Nous présenterons dans un premier temps l’état du droit positif (I), puis les évolutions à venir (II) et enfin nous exposerons les risques encourus par un conseil irrégulièrement composé (III).

I – La représentation homme-femme au sein des conseils après la loi Copé-Zimmermann

2. Quelques rappels sur le mode de nomination et de renouvellement des administrateurs5. Pour rappel, dans les sociétés anonymes à conseil d’administration, la société est administrée par un conseil d’administration. Le conseil est composé d’au moins trois membres6, nommés par les actionnaires réunis en assemblée générale7. La durée de leur mandat est déterminée dans les statuts de la société et ne peut excéder 6 ans8.

Dans les sociétés anonymes à directoire, la société est dirigée par un directoire. Celui-ci est contrôlé par un conseil de surveillance9 composé d’au moins trois membres10. Tout comme les membres du conseil d’administration, les membres du conseil de surveillance sont nommés par l’assemblée générale constitutive ou ordinaire et la durée de leur mandat est déterminée dans les statuts de la société sans pouvoir excéder 6 ans11.

3. Les apports de la loi Copé-Zimmermann. La loi Copé-Zimmermann a introduit de la diversité au sein des conseils12. Depuis l’entrée en vigueur de cette loi, les conseils doivent être composés en recherchant une représentation équilibrée entre femmes et hommes13.

La loi a instauré deux régimes juridiques pour les sociétés entrant dans le champ d’application de la loi (il s’agit des sociétés dont les actions sont admises aux négociations sur un marché réglementé et des sociétés qui emploient, pendant trois exercices consécutifs, 500 salariés permanents avec un chiffre d’affaires net ou un total de bilan net d’au moins 50 millions d’euros) :

  • leur conseil doit avoir une proportion d’administrateurs de chaque sexe ne pouvant être inférieure à 40 % ; ou

  • lorsque leur conseil est composé au plus de huit membres, l’écart entre le nombre d’administrateurs de chaque sexe ne peut être supérieur à 214.

4. Que faire si la parité n’est pas respectée au sein du conseil ? Le Code de commerce apporte une réponse au cas où la composition du conseil ne respecte pas la parité homme-femme. Dans ce cas, le conseil « doit procéder à des nominations provisoires afin d’y remédier dans le délai de 6 mois à compter du jour où se produit la vacance »15. La nomination des administrateurs effectuée dans ces conditions devra être ratifiée par la prochaine assemblée générale ordinaire16. Si les administrateurs ne procèdent pas à de telles nominations provisoires, tout intéressé pourra demander en justice, la convocation d’une assemblée générale afin de procéder à la nomination.

II – Le régime juridique en vigueur à compter du 1er janvier 2020

5. Les apports de la loi n° 2014-873. L’article 67 de la loi n° 2014-873 renforce la diversité au sein des conseils en diminuant le seuil relatif au nombre moyen de salariés permanents, le faisant passer de 500 à 250. Ainsi à compter du 1er janvier 2020, les sociétés qui emploient pour le troisième exercice consécutif un nombre moyen d’au moins 250 salariés permanents et présentant un montant net de chiffre d’affaires ou un total de bilan d’au moins 50 millions d’euros entrent dans le champ d’application de la loi.
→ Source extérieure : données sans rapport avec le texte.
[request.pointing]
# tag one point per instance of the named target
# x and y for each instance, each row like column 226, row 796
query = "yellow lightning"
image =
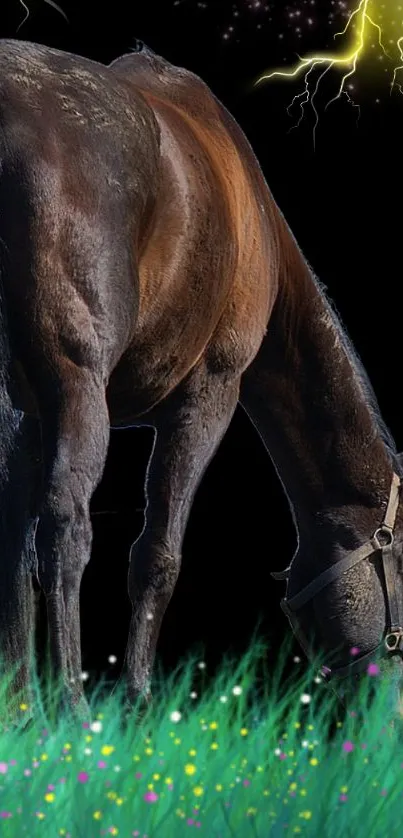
column 362, row 22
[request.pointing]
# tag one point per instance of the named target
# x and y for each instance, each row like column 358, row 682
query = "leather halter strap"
column 381, row 541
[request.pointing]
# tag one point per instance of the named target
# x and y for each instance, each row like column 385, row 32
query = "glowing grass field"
column 234, row 759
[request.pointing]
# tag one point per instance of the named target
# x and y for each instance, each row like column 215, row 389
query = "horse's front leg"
column 190, row 426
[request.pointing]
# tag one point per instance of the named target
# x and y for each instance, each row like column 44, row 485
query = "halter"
column 381, row 542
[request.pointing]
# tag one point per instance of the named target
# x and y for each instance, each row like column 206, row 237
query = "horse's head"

6. Difficulté sur l’application temporelle de la loi. Bien que l’article 67 de la loi n° 2014-873 n’entre en vigueur qu’à compter du 1er janvier 2020, les sociétés doivent commencer à anticiper leur conformité ou leur possible assujettissement à cette obligation puisque l’article 67 précité prévoit que le calcul du seuil des salariés s’entend à compter du 1er janvier 2017.

DR

7. Quelles questions les conseils doivent-ils se poser ? Le conseil et le comité de rémunération, s’il existe, doivent anticiper l’entrée en vigueur de l’article 67 de la loi n° 2014-873. Pour ce faire, ils peuvent établir un plan de succession afin de veiller à ce que la société dispose, au moment de l’entrée en vigueur de la loi, ou soit prête à nommer des administrateurs leurs permettant d’être en conformité.

Afin de se préparer, les conseils peuvent se poser les questions suivantes :

  • quelle est leur composition (proportion des sexes) ?

  • quelle est la date de fin des mandats ?

  • quelles sont les compétences recherchées ?

  • comment proposer les nouveaux mandats ? / la société dispose-t-elle d’un vivier interne ?

  • comment assurer la confidentialité du processus de recrutement ?

  • comment gérer les candidats non retenus ?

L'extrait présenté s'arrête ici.